Earlier this school year, I wrote an op-ed whose title sums up its message: “Teachers Are Feeling More Stress Than Ever.”
That was back in October, and I explained how even as the issues kept piling up – dealing with the pandemic, attending to students’ growing social-emotional needs and, yes, planning lessons and grading papers – it wasn’t enough to shake my confidence in teaching.
“I still love teaching,” I wrote, “and I remain absolutely willing to put in the time required to do the job effectively. I love helping kids grow, learn and achieve.”
Fast-forward five months. It hasn’t gotten any easier, a fact highlighted by the mid-year exodus of many Connecticut teachers, including Sheena Graham, the state’s 2019 Teacher of the Year.
“My concern for the profession is going to be, if there isn’t a way to address [the challenges], we’re going to see a lot more educators leave,” said Graham.
A recent entry in Peter Greene’s “Curmudgucation” blog pinpoints the dilemma for teachers, many of whom are feeling “moral injury,” a term Psychology Today defines as “the social, psychological, and spiritual harm that arises from a betrayal of one’s core values, such as justice, fairness and loyalty.”
Teaching, in other words, is more a calling than a job. When external factors hinder a teacher’s ability to attend to that calling, frustrations follow.
Teaching was not my first choice of careers. I embarked on a job in hospital public relations after graduating college with a degree in mass communications and completing an internship in Yale-New Haven Hospital’s public information office.
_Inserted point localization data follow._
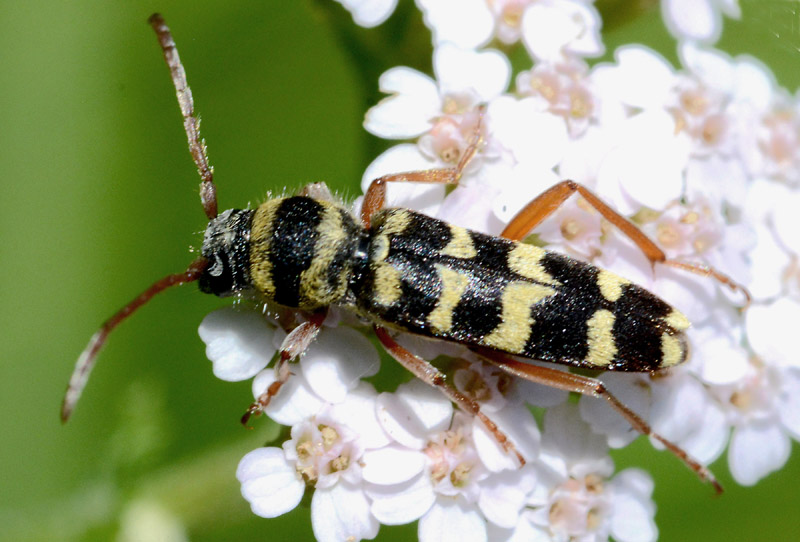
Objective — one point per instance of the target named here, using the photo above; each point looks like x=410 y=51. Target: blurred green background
x=100 y=199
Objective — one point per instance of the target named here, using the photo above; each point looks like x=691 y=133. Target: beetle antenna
x=197 y=146
x=88 y=357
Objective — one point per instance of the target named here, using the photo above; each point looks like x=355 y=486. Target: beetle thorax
x=303 y=252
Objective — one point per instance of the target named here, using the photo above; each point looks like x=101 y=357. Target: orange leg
x=295 y=343
x=375 y=198
x=594 y=388
x=429 y=374
x=551 y=199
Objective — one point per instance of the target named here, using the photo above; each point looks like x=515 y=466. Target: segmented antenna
x=208 y=198
x=208 y=192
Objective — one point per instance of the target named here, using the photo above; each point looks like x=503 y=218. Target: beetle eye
x=217 y=268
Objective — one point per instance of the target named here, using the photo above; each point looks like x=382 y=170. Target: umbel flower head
x=702 y=157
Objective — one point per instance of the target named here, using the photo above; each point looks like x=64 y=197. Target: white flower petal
x=467 y=23
x=641 y=77
x=238 y=342
x=342 y=513
x=524 y=531
x=335 y=363
x=369 y=13
x=649 y=161
x=710 y=438
x=423 y=197
x=632 y=518
x=392 y=464
x=519 y=425
x=569 y=439
x=787 y=221
x=551 y=28
x=503 y=495
x=756 y=450
x=269 y=483
x=535 y=138
x=629 y=389
x=789 y=406
x=755 y=82
x=713 y=67
x=358 y=411
x=402 y=503
x=486 y=73
x=766 y=331
x=723 y=361
x=768 y=262
x=412 y=412
x=692 y=19
x=452 y=521
x=294 y=403
x=413 y=102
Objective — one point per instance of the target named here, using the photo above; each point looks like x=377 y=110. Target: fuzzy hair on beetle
x=402 y=271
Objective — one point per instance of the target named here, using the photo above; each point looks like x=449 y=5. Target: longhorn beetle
x=403 y=271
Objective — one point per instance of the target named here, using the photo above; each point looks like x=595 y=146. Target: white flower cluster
x=704 y=158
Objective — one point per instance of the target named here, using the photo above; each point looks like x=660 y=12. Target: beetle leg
x=429 y=374
x=592 y=387
x=551 y=199
x=294 y=344
x=375 y=197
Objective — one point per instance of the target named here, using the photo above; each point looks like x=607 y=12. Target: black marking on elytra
x=560 y=329
x=294 y=237
x=346 y=252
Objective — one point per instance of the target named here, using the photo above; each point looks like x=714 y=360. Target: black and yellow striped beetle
x=403 y=271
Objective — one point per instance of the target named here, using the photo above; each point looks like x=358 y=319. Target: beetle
x=401 y=270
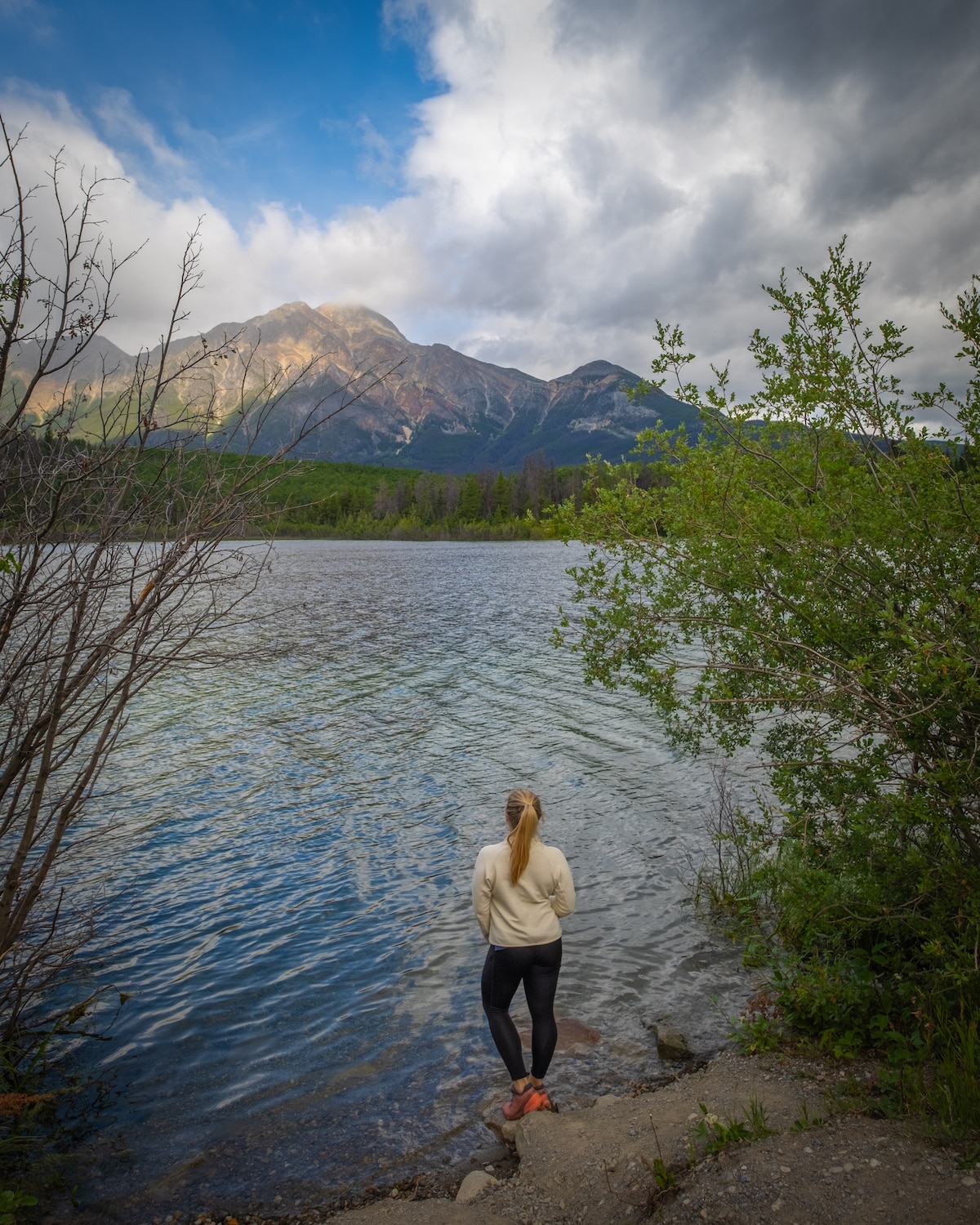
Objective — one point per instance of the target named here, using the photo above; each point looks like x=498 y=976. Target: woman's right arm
x=483 y=889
My PR career lasted six years until I realized I was becoming a hospital administrator – definitely not in my wheelhouse.
My gut told me to pursue teaching. I had always enjoyed supervising the college students working in my office as PR interns, and I loved coaching youth hockey. So, I quit, earned a Master of Arts in Teaching and got certified. That was 31 years ago. I’ve been teaching ever since.
During my entire time teaching, I have never questioned my decision to change careers. I’ve always known I belong in the classroom, working with teenagers. I simply connect with them. I’ve also enjoyed the freedom to develop original, creative lessons that follow the curriculum. Lately, however, I fear the current atmosphere in this country is changing that situation.
Foremost among the obstacles is the increasing pressure, nationally, to adhere to politically motivated initiatives. Even in Connecticut, the fabricated campaign against Critical Race Theory reared its ugly head last year, culminating in anti-CRT candidates running for school board positions in Guilford and Coventry. Those candidates lost, but the campaign to commandeer the public-school curriculum is not likely to go away anytime soon.
Parents and board members in towns like Brookfield and Shelton are objecting to the presence of books with LGBTQ+ characters and themes, while a school board member in Norwich claims, “There’s things being taught that we’re not aware of, or feel that shouldn’t be taught.” Such disputes here are indicative of a national trend of parents wanting more transparency in school curricula.
The irony is that never before has the curriculum been more accessible. Google Classroom was adopted during the initial stages of COVID-19 in many schools, making daily lesson plans available online. All parents need to do is ask their kids to show them.
The growing effort to influence school curricula and classroom lessons has already had a chilling effect on teachers in states like Utah, New Hampshire, and Florida, to name but a few. Might it happen in Connecticut? It could.
A lesson on racism I have routinely taught when reading “A Raisin in the Sun” – one for which I have always felt support in my district – could get me in trouble in other states. Politicians, for example, might object to my pointing out the frequent use of racially motivated real-estate practices in the 20th century.
In fact, if Sen. Rob Sampson, a Republican from Wolcott, had his way, I might not be allowed to teach that lesson here. His amendment to a bill last year – a measure that failed along party lines – would have outlawed lessons “making any individual feel discomfort, guilt, anguish, or any other form of psychological distress on account of the individual’s race or sex.” Never mind the extreme difficulty in identifying and policing such lessons. “History is not therapy,” adds Yale historian Timothy Snyder, “and discomfort is part of growing up.”
It is certainly never my intention to cause students “psychological distress” when teaching. Instead, I promote critical thinking based on facts. Given the direction public education seems to be headed nationally, however, I wonder: Will I continue to be allowed to teach difficult topics in a way I know has effective and constructive results?
It’s a troubling thought. And for a teacher, it could easily lead to “moral injury.”